Tense ceasefire after Nagorno-Karabakh clashes kill dozens
By Stefan J. Bos
Explosions could still be heard in Nagorno-Karabakh's de-facto capital, Stepanakert, hours before a ceasefire occurred between ethnic Armenian and Azerbaijani forces.
Wednesday's ceasefire occurred in an area where 120,000 Armenians were cut off from the outside world without adequate food and medicines as Azerbaijan effectively blocked a key road into the territory.
Nagorno-Karabakh has long been claimed by both Azerbaijan and Armenia.
On Tuesday, Azerbaijan launched what it called an "anti-terrorist" military operation in the disputed region.
Bomb raids could be heard in Nagorno-Karabakh's de-facto capital, Stepanakert, along with artillery fire.
Drones were used to strike Armenian air defense positions. And at least one witness heard the sound of "grad missiles." Smoke could be seen billowing from the mountains.
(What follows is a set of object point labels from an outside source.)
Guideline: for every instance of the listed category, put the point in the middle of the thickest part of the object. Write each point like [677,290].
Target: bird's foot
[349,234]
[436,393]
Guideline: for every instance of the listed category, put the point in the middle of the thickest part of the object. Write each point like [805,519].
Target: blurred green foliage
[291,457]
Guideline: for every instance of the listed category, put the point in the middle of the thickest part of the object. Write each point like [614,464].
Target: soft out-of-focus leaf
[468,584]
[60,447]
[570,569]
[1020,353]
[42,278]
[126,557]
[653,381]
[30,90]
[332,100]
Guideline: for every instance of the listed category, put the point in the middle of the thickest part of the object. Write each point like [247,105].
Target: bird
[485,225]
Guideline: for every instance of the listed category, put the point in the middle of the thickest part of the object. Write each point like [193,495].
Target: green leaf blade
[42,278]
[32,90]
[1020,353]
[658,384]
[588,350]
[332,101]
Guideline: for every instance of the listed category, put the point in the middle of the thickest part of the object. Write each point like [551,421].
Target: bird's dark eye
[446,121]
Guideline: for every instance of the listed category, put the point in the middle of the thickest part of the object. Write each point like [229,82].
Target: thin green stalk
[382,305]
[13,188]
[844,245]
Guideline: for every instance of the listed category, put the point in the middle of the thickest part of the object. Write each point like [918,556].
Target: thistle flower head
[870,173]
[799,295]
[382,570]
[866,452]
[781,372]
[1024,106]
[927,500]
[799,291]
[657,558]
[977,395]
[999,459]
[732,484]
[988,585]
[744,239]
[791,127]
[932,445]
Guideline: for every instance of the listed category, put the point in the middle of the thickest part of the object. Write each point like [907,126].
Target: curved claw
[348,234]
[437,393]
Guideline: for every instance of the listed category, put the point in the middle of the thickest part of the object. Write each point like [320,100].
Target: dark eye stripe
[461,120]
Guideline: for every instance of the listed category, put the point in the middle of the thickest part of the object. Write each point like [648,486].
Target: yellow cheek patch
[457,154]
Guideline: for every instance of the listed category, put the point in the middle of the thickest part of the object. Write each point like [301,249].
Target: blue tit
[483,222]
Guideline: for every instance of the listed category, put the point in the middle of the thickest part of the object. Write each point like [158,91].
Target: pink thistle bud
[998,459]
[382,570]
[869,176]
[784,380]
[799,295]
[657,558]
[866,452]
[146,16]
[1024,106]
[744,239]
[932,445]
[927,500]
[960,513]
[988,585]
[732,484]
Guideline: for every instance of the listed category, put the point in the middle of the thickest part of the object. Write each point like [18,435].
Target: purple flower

Dozens of people were reportedly killed, and many more injured.
No military objects
"There are no military objects here, only residential houses," said Stepanakert resident David, standing near damaged homes. "In the building, there are pensioners and handicapped people."
However, Azerbaijan's defense ministry stressed that the operation began hours after four soldiers and two civilians died in landmine explosions in the Nagorno-Karabakh region.
When Armenia asked Russia to step in, it quickly became clear that the 2,000 Russian peacekeepers stationed there would stand aside as long as they were not attacked.
The Kremlin even appeared to tacitly approve Baku's actions, saying Azerbaijan was acting "on its territory."
Russia's inaction in Nagorno-Karabakh is not new. Critics say that distracted by its war in Ukraine, Moscow was mainly passive when Azerbaijan established the new security checkpoint along the Lachin corridor last spring.
That has been cutting off the flow of people and goods between Armenia and the region.
While a ceasefire was announced, there are concerns that the tensions in the blockaded region, which local Armenians call Artsakh, could reopen a bloody 2020 war and an earlier armed conflict in the early 1990s following the collapse of the Soviet Union.
That fear has spread to the streets of Armenia's capital, Yerevan.
Protesters confronted riot police outside the parliament building in Yerevan, demanding more protection for the Armenians in Nagorno-Karabakh.
Armenian Prime Minister Nikol Pashinyan said that Yerevan did not take part in drafting a ceasefire agreement between local separatists in Nagorno-Karabakh and Azerbaijan.
Yet, he said, he hoped the agreement would hold.
Russia has urged all sides to respect the ceasefire, but the future remains uncertain.